Saat itu, saya merasa begitu kaku seperti kanebo. Semakin itu menjadi keharusan, semakin saya tertekan dan merasa berada di dalam penjara …
ya, benar …
penjara pikiran.
Pikiran saya lah yang menjadikan itu seperti penyiksaan.
Setahun di training, saya kemudian pindah ke bagian compensation & benefit. Anehnya, ketika suatu hari saya diminta menjadi trainer untuk mensosialisasikan kebijakan, dengan ringan hati saya melakukannya. Semua berjalan lancar dan saya tidak ada perasaan terbebani sedikit pun.
Apakah kamu pernah punya kejadian yang mirip seperti saya?
Perlukah Kita Menguasai Public Speaking?
Jika waktu kecil ditanya, “kalau sudah besar, mau jadi apa?”
Sama seperti kebanyakan anak lainnya (mungkin), jawaban saya berganti-ganti. Dari jadi dokter, kerja di hotel, jadi dancer, sampai jadi penyanyi.
Sayangnya, saya nggak ada bakat dan nggak pernah sekali pun ikut kursus menyanyi.
Alasan ingin menjadi penyanyi, sederhana saja. Saya ingin mengungkapkan isi hati ketika menyanyi. Rasanya emosional, ketika kita bisa melakukannya. (Namun, sebenarnya tidak perlu mengungkapkan pun, orang bisa tahu suasana hati saya. Itu karena wajah saya punya subtitle … cry …).
Ok, balik lagi ke masalah public speaking. Tentunya kalau jadi penyanyi, kita harus mempunyai public speaking yang baik untuk bisa berinteraksi dengan audiens.
Kalau ditanya apakah perlu kita menguasainya?
Jawabannya adalah jika kita setiap hari berkomunikasi dengan orang lain, maka sama seperti kemampuan berbicara interpersonal, kemampuan berbicara di depan massa pun penting untuk menunjang aktivitas sehari-hari.
Seberapa Ingin Menguasai Ilmu Public Speaking?
Ada alasan kenapa saya ambil kuliah S1 lagi.
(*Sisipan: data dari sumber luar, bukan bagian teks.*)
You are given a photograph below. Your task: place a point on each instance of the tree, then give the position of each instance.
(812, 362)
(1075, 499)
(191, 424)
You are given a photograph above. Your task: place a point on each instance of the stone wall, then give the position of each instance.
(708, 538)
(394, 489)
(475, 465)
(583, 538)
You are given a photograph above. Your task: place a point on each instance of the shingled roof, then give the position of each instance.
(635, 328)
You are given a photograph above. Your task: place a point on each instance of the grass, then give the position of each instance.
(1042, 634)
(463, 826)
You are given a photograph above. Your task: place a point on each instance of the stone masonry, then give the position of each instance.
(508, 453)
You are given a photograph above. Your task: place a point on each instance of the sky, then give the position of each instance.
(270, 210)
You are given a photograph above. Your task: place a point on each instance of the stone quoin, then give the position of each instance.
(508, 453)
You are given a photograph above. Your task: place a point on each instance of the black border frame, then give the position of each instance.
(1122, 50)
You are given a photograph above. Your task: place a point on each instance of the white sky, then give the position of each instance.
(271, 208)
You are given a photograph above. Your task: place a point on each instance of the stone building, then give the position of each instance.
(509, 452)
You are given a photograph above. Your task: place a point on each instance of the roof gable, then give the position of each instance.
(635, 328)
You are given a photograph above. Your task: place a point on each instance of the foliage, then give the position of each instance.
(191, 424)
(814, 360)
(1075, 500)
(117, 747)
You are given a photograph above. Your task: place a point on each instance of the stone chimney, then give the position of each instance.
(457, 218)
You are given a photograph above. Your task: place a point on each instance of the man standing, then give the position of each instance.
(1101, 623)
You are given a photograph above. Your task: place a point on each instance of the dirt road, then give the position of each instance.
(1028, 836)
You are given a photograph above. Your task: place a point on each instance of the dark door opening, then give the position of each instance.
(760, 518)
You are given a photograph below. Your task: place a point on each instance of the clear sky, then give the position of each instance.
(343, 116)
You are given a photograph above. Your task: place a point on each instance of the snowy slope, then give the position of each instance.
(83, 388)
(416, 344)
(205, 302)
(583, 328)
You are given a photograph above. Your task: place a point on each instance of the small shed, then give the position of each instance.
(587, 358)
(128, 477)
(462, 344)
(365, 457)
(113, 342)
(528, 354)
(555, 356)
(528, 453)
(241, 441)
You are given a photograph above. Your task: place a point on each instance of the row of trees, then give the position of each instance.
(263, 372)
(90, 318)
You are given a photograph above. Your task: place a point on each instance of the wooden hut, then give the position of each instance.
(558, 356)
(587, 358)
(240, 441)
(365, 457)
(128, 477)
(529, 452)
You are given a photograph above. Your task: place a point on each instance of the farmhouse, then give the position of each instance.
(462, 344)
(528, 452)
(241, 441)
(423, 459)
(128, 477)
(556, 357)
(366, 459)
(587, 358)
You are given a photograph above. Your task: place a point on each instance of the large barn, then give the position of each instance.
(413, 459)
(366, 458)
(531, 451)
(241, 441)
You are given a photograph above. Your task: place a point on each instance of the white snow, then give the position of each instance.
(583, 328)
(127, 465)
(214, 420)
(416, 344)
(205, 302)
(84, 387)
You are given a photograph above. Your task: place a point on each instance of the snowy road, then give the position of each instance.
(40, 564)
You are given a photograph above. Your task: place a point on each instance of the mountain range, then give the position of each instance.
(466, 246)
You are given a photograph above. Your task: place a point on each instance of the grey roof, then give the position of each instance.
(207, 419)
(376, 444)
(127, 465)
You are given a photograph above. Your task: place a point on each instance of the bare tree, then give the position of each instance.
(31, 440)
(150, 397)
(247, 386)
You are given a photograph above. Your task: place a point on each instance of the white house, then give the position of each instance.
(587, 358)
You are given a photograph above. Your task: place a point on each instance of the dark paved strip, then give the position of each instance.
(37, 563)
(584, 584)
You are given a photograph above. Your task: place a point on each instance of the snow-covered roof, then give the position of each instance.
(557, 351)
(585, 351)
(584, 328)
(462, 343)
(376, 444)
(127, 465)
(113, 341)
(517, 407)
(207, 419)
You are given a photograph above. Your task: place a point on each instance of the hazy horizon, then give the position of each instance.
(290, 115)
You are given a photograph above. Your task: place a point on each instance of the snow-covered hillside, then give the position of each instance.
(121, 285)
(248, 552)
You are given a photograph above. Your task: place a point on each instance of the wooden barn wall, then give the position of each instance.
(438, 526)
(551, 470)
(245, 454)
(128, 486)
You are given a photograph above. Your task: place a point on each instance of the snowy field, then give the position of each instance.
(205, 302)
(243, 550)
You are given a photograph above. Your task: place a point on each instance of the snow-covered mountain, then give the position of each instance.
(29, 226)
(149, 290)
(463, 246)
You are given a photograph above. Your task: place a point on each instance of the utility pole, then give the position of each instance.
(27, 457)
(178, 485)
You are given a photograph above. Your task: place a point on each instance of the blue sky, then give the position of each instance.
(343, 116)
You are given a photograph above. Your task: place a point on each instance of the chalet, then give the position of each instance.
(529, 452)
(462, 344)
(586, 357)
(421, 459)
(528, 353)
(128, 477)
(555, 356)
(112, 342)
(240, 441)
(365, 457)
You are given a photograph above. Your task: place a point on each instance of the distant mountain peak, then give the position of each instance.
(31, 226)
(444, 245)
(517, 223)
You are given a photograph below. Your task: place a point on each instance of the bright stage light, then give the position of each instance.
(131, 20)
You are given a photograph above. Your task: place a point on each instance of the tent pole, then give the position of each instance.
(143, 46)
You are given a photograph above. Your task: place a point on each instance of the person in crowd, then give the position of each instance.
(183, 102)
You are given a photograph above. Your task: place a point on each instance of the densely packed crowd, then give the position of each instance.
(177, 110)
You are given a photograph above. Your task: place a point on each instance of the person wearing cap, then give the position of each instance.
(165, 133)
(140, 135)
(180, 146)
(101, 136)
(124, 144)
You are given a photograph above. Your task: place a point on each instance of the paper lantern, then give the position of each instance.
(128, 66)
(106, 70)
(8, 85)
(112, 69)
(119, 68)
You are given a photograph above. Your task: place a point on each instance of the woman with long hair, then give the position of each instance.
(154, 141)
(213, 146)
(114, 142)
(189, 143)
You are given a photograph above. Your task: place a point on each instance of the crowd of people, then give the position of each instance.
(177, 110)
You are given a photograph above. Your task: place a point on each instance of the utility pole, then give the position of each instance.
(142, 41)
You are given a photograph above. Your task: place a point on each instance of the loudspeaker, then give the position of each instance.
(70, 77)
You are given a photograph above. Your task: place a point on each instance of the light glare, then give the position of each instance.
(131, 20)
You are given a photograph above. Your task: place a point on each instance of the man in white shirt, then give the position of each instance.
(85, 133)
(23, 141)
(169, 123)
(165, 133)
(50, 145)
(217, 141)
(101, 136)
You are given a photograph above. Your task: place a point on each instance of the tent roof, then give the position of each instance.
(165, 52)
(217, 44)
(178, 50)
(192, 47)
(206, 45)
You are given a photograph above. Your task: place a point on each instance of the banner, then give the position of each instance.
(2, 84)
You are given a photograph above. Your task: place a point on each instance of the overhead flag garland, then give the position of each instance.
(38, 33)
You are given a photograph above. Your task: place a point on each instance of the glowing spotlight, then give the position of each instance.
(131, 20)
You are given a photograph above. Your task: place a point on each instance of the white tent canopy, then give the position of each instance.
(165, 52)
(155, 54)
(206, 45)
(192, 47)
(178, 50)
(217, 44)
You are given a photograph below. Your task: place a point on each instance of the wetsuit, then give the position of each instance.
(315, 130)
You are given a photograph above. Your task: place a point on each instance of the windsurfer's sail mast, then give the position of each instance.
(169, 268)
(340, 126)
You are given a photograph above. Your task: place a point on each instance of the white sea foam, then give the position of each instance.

Bukan hanya menemani adik perempuan saya kuliah, tetapi juga mungkin salah satunya adalah karena dari dulu saya ingin masuk jurusan Komunikasi.
Sehabis SMA dulu, saya ingin kuliah di UNDIP jurusan Komunikasi, tapi saya malah masuk di pilihan pertama IPA. Adik saya yang laki-laki yang akhirnya berhasil masuk di Fikom UNPAD.
Bukan tanpa alasan memilih ini, karena saya tidak melihat diri saya menguasai dengan baik tujuan bicara yang diantaranya mengajak, menyarankan, meminta, memberi, meyakinkan (persuasif) sampai kemampuan menjual.
Padahal Papap jago ngomong dan Mama jago meyakinkan.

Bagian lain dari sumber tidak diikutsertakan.